The Complete Guide to Sentiment Analysis with Ludwig — Part III: Hyperparameter Optimization

December 21, 2020 · 5 min read
hyperparameter-optimization-with-ludwig
Michael Zhu
Michael Zhu
Piero Molino
Piero Molino

This is the third article of a 3-part series about using Ludwig to perform Sentiment Analysis on the Stanford Sentiment Treebank dataset. Part 1 provides an introduction to the dataset and shows how to train two types of models (Bi-LSTM and parallel-CNN). Part 2 describes the BERT model and how to use it in Ludwig. You can follow along with the code through our Colab notebook.

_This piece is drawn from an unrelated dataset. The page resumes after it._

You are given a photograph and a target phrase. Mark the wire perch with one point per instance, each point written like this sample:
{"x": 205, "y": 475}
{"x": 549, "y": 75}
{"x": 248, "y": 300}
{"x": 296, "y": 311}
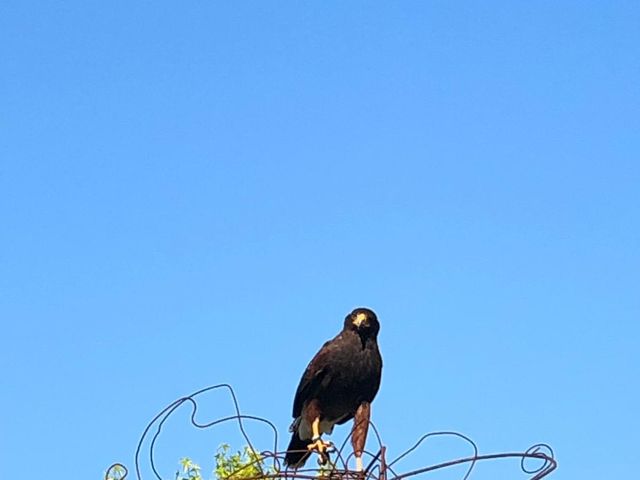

AuthorsMichael ZhuKanishk KalraElias Castro Hernandez, and Piero Molino

Images thanks to Debbie Yuen

Introduction

In this article, we will be using Ludwig — a deep learning toolkit based on Tensorflow — to perform hyperparameter optimization on a Recurrent Neural Network used for Sentiment Analysis.

What are hyperparameters and what is hyperparameter optimization?

In deep learning, the parameters are the weights learned during the model training process. If we imagine a model to be a matrix that transforms an input vector (i.e. flattened image vector) into an output vector (i.e. vector of categories) so that output = matrix ⋅ input, then the parameters would be the values of the matrix that are updated throughout the training process (i.e. by some form of stochastic gradient descent). In reality, a deep learning model is made of several tensors of different shapes, and the parameters are the values of all those tensors.

Hyperparameters are values that define either the architecture of the model (like the size of some layers or the type of activation) or control the data processing and the training process (like the learning rate or the batch size). They are usually set by the user before training. We will go over some examples of hyperparameters that are commonly used below.

Hyperparameter optimization is the process of picking the best possible hyperparameters so that the training process achieves optimal performance. In its simplest form — grid search — this consists of training a model multiple times with different hyperparameter values obtained by exhaustively enumerating all combinations and picking the best performing set of hyperparameters. Another option is to use random search, which consists of sampling hyperparameters at random from specified ranges. There are, although, many more interesting ways to sample hyperparameters, like Bayesian optimization and evolutionary strategies. In this article we will use random search for simplicity, but Ludwig also supports grid search and Bayesian optimization samplers.

What hyperparameters can we optimize and what do they do?

Our goal is to find the best hyperparameters for the Recurrent Neural Network we trained in Part 1, so we selected a mix of training and architecture hyperparameters:

Learning rate: tells the optimizer how much to update the weights at each step (0.0≤𝜅≤1.0).

  • If learning rate is too large, 𝜅→1.0, then gradient descent may never converge to a minimum.
  • If learning rate is too small, 𝜅→0.0, then the model may take too long to train and may end up stuck in local minima.

State size: the size of the hidden state of the RNN.

  • Larger state size will allow each RNN cell to pass along more information at each step and will increase the model capacity, but will also increase computation time and potentially make the model more prone to overfitting.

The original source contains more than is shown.